# 1. Split Dr-Edited Question Text into its Constituent Parts

These are defined as:
1. Empathetic Response
2. Question
3. Extra info

In [None]:
import pandas as pd
import numpy as np
from nltk.tokenize import word_tokenize, RegexpTokenizer
import nltk
import json
from IPython.display import display
import re
from fuzzywuzzy import fuzz

pd.set_option('display.max_colwidth', 500)

edits_df = pd.read_csv("output/edits.csv")
edits_df

## Helper Functions

In [None]:
empathy_splitters = "-,.;:!"
question_splitters = "?"

def create_question_splits(line):
    """
    Filter out empty items and strip of any trailing whitespace after splitting on sentence splits
    """
    regex_splitter = f"([{empathy_splitters}{question_splitters}])"
    split = list(filter(None, [x.strip() for x in re.split(regex_splitter, line)]))
    split = [x for x in split if len(x) > 1]
    return split

def split_into_columns(x):
    return x["empathy"], x["question"]

def select_question(candidates, orig_question):
    scores = [fuzz.ratio(c, orig_question) for c in candidates]
    return np.argmax(scores)

def get_scores(row):
    split = create_question_splits(row["question_text"])

    return [fuzz.ratio(c, row["default_question_text"]) for c in split]

def parse_question_text(row):
    text = row["question_text"]
    orig_text = row["default_question_text"]

    split = create_question_splits(text)

    question_start_idx = select_question(split, orig_text)

    pred_empathy = ". ".join(split[:question_start_idx])
    pred_question = ", ".join(split[question_start_idx:])

    return {
        "empathy": pred_empathy if pred_empathy else None,
        "question": pred_question,
    }

## Apply Empathy Extraction

In [None]:
test_df = edits_df
# test_df = edits_df[edits_df["question_text"] == "Where is your belly pain? Do you have pain in your lower abdomen (lower belly)?"].head(1)
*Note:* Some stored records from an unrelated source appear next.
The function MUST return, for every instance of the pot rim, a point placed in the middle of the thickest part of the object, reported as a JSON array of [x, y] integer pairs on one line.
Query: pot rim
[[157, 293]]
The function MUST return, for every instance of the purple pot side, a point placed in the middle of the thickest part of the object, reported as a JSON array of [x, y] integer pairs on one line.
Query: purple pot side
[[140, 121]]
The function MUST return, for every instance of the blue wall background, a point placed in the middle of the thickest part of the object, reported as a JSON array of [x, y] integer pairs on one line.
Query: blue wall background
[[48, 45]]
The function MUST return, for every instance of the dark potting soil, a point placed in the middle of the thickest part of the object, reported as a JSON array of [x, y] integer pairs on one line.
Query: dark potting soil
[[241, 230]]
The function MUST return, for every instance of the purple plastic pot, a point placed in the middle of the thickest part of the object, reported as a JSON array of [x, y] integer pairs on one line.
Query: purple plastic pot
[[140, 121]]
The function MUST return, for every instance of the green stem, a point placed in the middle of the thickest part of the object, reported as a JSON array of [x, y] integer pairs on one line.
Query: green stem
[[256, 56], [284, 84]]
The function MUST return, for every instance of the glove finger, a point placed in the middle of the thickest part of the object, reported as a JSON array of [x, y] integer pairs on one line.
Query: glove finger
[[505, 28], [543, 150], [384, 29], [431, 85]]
test_df["question_parts"] = test_df.apply(parse_question_text, axis=1)
test_df["scores"] = test_df.apply(get_scores, axis=1)
test_df["empathy"], test_df["question"] = zip(*test_df["question_parts"].map(split_into_columns))
test_df = test_df.drop("question_parts", axis=1)

print("Proportion empathetic responses:", test_df["empathy"].count() / len(test_df))
test_df

## Apply Empathy Response labels to Edits Dataset

In [None]:
# Each empathy response has been manually labelled
empathy_labels = pd.read_csv("empathy_counts_labelled.csv")

# Map the extracted empathy back to the class it's been labelled as.
def apply_label(empathy):
    if empathy is None:
        return 0
    corr_class = empathy_labels[empathy_labels["Empathy Utterance"] == empathy]["Class"]
    if len(corr_class.values) == 0:
        print("Can't find label for empathy:", empathy)
        return -1

    return corr_class.values[0]

test_df["empathy_label"] = test_df["empathy"].map(apply_label).astype(int)
test_df